EMMap: A Systematic Framework for Spatial EMFI Mapping and Fault Classification on Microcontrollers
Gandham Sai Santhosh, Siddhartha Sanjay Naik, Ritwik Badola, Chester Rebeiro
TL;DR
EMFI lacks a unified methodology for mapping spatial sensitivity and fault outcomes on microcontrollers. It proposes a device-agnostic framework that combines spatial probing, architecture-level observability, and a three-category fault taxonomy. Pilot demonstrations on Xtensa LX6 (ESP32) and ChipWhisperer targets show how spatial position, timing, and EMFI parameter choices shape faults into control-flow, data, or system-level categories. By providing structured guidelines and an extensible workflow, the work enables reproducible EMFI research and more resilient embedded system design.
Abstract
Electromagnetic Fault Injection (EMFI) is a powerful technique for inducing bit flips and instruction-level perturbations on microcontrollers, yet existing literature lacks a unified methodology for systematically mapping spatial sensitivity and classifying resulting fault behaviors. Building on insights from O'Flynn and Kuhnapfel et al., we introduce a platform-agnostic framework for Spatial EMFI Mapping and Fault Classification, aimed at understanding how spatial probe position influences fault outcomes.
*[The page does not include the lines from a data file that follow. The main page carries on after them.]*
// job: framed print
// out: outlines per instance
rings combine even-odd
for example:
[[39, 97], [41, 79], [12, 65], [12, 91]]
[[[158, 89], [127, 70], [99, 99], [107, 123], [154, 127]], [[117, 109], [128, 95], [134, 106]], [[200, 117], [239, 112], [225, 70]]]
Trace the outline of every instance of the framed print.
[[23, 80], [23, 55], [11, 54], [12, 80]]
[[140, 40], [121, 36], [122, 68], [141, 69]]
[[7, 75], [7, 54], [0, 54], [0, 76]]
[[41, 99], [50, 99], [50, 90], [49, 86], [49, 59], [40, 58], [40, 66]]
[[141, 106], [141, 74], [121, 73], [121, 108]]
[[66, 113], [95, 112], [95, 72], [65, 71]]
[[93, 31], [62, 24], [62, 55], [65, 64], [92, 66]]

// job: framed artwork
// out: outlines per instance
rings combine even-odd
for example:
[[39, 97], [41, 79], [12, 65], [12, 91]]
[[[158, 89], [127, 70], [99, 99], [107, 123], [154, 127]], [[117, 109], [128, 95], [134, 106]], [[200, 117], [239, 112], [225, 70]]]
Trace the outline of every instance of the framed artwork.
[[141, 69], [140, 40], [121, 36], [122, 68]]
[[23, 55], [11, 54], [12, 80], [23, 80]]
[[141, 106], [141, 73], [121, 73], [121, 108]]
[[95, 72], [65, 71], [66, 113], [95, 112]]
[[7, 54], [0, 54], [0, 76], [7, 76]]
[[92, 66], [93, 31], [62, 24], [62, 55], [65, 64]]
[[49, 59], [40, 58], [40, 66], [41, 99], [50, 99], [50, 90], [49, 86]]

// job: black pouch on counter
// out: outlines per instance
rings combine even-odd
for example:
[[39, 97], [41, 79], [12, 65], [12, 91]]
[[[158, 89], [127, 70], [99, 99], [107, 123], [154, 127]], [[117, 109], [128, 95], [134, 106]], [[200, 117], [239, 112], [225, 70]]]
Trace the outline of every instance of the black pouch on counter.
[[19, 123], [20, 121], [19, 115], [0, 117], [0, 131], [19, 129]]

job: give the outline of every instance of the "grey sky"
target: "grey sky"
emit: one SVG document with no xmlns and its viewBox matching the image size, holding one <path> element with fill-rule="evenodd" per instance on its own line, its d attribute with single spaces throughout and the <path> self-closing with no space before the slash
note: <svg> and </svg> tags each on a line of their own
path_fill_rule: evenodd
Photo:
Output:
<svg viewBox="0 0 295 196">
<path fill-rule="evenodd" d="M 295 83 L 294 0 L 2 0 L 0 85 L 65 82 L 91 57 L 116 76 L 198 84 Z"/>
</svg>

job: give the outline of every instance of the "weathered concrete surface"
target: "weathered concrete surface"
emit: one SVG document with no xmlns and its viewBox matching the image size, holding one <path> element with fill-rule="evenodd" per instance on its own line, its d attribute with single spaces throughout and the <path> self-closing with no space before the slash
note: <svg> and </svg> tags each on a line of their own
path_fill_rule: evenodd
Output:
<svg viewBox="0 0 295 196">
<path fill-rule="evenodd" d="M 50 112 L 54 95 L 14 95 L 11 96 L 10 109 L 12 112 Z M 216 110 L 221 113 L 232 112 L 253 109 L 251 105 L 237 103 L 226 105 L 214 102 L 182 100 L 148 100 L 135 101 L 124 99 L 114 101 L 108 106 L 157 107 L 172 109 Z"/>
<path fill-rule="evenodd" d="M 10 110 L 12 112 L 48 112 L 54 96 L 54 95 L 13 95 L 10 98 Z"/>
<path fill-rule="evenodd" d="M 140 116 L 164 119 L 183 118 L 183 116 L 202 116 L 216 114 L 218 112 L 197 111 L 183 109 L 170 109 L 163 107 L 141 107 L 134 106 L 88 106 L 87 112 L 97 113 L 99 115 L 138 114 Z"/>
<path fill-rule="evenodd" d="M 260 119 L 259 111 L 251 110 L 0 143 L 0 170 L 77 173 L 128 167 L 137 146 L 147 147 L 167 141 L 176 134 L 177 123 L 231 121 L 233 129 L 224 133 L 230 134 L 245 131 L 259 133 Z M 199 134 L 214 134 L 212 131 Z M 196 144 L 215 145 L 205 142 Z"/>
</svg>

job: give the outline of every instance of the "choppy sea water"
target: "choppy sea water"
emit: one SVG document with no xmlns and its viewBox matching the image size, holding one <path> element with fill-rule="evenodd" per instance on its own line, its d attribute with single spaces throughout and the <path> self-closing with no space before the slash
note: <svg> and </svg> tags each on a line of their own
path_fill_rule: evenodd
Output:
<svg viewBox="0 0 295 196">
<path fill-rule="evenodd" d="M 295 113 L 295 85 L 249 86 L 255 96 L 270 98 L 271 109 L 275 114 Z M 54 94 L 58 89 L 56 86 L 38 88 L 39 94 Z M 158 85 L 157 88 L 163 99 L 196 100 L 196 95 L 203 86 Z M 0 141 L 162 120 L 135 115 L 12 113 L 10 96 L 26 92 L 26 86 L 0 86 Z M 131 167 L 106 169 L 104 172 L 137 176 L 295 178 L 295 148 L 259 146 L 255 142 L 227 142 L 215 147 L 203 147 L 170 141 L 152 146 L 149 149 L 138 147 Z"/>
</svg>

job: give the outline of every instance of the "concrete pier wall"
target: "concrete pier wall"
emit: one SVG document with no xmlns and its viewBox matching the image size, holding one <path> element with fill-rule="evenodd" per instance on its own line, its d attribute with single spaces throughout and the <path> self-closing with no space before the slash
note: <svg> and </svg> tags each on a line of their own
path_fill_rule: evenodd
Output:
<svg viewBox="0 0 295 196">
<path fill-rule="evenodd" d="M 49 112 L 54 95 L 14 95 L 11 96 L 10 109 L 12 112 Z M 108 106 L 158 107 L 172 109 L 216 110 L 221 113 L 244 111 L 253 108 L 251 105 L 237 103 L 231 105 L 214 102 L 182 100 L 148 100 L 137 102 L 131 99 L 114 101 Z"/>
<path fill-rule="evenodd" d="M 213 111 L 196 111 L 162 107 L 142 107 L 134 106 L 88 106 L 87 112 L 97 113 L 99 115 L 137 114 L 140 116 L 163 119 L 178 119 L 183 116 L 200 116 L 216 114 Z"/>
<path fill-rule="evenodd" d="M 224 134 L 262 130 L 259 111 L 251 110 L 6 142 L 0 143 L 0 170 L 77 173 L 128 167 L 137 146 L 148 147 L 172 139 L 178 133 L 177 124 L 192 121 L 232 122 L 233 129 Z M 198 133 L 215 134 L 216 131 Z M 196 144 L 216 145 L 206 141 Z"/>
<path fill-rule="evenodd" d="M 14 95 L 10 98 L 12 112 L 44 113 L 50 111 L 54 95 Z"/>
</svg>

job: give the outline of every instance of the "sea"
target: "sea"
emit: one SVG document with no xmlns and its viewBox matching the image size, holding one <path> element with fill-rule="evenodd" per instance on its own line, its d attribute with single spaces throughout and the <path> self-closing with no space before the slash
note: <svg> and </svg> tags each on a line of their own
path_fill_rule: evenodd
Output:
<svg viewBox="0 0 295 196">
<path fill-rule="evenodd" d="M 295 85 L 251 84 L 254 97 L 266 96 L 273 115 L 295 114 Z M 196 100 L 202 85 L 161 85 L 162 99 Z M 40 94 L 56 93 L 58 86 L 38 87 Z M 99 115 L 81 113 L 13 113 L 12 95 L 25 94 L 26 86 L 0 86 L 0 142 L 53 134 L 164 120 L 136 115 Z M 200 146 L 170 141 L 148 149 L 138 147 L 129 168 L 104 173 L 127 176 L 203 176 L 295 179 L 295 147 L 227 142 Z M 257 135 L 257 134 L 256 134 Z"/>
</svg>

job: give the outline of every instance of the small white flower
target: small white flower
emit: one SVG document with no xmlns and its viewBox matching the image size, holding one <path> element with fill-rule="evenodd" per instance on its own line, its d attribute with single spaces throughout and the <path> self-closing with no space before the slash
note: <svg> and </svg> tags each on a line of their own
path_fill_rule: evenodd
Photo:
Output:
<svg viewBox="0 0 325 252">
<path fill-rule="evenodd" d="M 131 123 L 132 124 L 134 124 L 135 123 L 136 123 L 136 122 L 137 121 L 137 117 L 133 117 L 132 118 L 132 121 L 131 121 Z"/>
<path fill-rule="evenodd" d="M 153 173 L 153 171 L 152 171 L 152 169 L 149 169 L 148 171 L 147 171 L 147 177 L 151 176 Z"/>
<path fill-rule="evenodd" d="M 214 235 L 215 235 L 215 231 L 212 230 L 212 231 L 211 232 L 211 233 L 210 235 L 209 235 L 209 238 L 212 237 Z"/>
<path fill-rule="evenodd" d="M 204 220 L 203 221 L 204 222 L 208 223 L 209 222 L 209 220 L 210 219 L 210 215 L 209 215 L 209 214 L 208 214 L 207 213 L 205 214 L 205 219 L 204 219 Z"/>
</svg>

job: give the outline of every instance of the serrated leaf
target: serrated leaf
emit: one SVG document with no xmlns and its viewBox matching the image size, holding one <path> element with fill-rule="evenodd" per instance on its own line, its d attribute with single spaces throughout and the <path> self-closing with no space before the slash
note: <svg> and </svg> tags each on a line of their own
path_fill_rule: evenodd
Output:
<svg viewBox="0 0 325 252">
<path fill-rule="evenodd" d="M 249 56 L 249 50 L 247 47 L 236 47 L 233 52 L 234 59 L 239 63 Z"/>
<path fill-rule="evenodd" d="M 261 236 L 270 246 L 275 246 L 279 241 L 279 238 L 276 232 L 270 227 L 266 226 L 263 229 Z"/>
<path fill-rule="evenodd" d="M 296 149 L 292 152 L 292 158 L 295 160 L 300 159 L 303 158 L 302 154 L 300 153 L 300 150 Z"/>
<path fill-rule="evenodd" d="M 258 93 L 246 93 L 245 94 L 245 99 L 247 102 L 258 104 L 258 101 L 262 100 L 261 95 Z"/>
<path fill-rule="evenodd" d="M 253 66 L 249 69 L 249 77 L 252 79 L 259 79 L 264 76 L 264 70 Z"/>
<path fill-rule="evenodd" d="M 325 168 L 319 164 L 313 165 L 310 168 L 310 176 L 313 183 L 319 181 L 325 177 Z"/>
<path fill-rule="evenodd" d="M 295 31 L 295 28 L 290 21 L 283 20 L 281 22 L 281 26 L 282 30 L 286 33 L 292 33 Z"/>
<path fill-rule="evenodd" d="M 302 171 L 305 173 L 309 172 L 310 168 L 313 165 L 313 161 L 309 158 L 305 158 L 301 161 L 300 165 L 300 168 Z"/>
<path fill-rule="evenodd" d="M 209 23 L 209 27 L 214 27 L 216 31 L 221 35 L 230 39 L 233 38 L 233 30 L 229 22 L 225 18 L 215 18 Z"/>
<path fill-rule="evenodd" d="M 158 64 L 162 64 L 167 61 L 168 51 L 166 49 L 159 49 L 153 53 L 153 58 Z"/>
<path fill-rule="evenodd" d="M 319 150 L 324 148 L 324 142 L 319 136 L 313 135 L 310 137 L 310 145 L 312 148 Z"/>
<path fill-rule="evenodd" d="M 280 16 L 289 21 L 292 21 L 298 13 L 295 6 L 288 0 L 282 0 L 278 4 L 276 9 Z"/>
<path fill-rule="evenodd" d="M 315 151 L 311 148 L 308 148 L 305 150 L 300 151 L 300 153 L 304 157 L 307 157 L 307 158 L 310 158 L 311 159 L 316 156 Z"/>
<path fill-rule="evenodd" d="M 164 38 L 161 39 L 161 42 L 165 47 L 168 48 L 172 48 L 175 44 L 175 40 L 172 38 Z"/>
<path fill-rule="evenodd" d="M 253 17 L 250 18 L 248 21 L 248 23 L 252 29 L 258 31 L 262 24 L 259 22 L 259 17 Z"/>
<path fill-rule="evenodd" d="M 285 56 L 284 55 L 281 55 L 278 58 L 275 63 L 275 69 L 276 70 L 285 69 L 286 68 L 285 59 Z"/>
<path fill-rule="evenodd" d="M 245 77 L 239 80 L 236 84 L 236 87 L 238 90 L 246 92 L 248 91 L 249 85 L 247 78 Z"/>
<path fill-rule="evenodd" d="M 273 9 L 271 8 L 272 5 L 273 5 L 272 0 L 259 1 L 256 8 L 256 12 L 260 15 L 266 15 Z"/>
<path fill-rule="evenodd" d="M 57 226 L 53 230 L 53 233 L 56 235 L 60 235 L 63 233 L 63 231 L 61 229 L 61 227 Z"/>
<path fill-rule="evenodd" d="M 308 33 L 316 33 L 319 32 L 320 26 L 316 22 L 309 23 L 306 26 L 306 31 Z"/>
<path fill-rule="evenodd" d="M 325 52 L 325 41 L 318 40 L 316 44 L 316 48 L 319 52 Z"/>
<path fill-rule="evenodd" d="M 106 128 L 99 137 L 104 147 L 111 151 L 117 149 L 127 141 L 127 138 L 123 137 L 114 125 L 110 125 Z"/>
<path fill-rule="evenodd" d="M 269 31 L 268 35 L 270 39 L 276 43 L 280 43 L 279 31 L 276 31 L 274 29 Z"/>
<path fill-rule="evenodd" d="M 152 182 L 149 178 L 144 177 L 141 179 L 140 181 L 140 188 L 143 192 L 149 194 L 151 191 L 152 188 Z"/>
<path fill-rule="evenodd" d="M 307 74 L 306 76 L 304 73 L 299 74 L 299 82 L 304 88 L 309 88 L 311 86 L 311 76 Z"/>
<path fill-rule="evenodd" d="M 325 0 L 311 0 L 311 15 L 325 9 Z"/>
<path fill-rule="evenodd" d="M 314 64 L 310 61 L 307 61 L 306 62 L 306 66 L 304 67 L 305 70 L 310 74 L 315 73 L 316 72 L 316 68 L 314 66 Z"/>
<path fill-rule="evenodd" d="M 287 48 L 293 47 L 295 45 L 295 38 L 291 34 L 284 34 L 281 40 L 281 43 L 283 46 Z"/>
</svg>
We present pilot experiments on three representative microcontroller targets including the Xtensa LX6 (ESP32) and two ChipWhisper boards not as definitive evaluations, but as illustrative demonstrations of how the proposed methodology can be applied in practice. These preliminary observations motivate a generalized and reproducible workflow that researchers can adopt when analyzing EMFI susceptibility across diverse embedded architectures.